Hector Delgado
While attending Temple University, Hector Delgado shelved his bat and cleats and picked up a picket sign.

“Sports tend to inoculate you from the rest of the world,” says Delgado, who was attending Temple on a baseball scholarship. Although quitting was hard because sports had been an important part of his life, Delgado said was more aware of the world around him as a result.

Delgado soon got involved in the progressive paper on campus, writing columns of counter culture and the Spanish-American War. 

Having become much more politicized, Delgado applied for conscientious objector status in the Vietnam War. His application was accepted. “It was a feeling many of us had,” he says. “We didn’t want to be a part of that machine.”

His political activism, Delgado says, is a result of going to school in the 1960s. “It was contagious to some degree,” he says.

He has been politically active since in many community organizations, primarily having to do with education, the status of Puerto Rico as well as issues of racism. As a graduate student at the University of Michigan in 1984, he helped form, the Free South Africa Coordinating Committee to help fight apartheid.

“We all should be concerned not just about ourselves, but the larger community, the world,” Delgado says. “We have a responsibility to take it one step further and think about the consequences of what we say and do.”

Delgado completed all of the requirements for a doctorate in education at Rutgers University, except for his dissertation, for lack of mentoring and because of his participation in a myriad of community and political organizations. However, over a decade later he completed his masters and Ph.D. in sociology at Michigan.
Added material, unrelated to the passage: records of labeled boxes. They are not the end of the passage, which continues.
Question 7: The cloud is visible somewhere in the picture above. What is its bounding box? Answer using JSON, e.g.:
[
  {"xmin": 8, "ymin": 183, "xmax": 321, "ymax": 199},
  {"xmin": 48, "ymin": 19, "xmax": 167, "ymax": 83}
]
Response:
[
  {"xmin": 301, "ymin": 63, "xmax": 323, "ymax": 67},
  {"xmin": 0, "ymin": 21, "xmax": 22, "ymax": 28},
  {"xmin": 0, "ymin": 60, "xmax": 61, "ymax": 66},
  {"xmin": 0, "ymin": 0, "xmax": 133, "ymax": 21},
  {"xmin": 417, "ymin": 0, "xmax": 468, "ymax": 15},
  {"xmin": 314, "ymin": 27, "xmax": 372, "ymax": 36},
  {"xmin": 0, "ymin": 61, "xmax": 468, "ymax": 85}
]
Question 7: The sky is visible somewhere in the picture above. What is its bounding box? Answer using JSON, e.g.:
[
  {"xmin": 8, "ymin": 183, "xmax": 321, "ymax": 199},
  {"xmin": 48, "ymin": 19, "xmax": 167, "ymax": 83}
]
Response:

Issues of social inequality, race and ethnicity and institutional inequality are among those that interest Delgado in the field. He says he has always liked to argue and discuss issues.

Delgado likes getting his students to ask important questions. He believes the more a person reads and thinks the more informed that person can be and will make better decisions. The greater good is the interest.

“Socially, you can make a difference by getting in the classroom and making students think critically about the world around them,” Delgado says. “To me, that’s the most important thing the faculty can do.”

Delgado is the author of New Immigrants, Old Unions: Organizing Undocumented Workers in Los Angeles, a cutting-edge book that helped spur other works on immigrant workers.  He has written numerous articles and presented papers at conferences on the subject and is the co-author of an article on race relations training in organizations.

As an active member of the American Sociological Association Latino/a section, he often writes review articles for journals or papers for presentations. At one point he served as chair for the Latino/a section of the Association.

Not as politically active as he once was, Delgado spends most of his time teaching, writing, serving on committees, and talking and having fun with his two sons. “My most treasured time is the time I spend with my family.”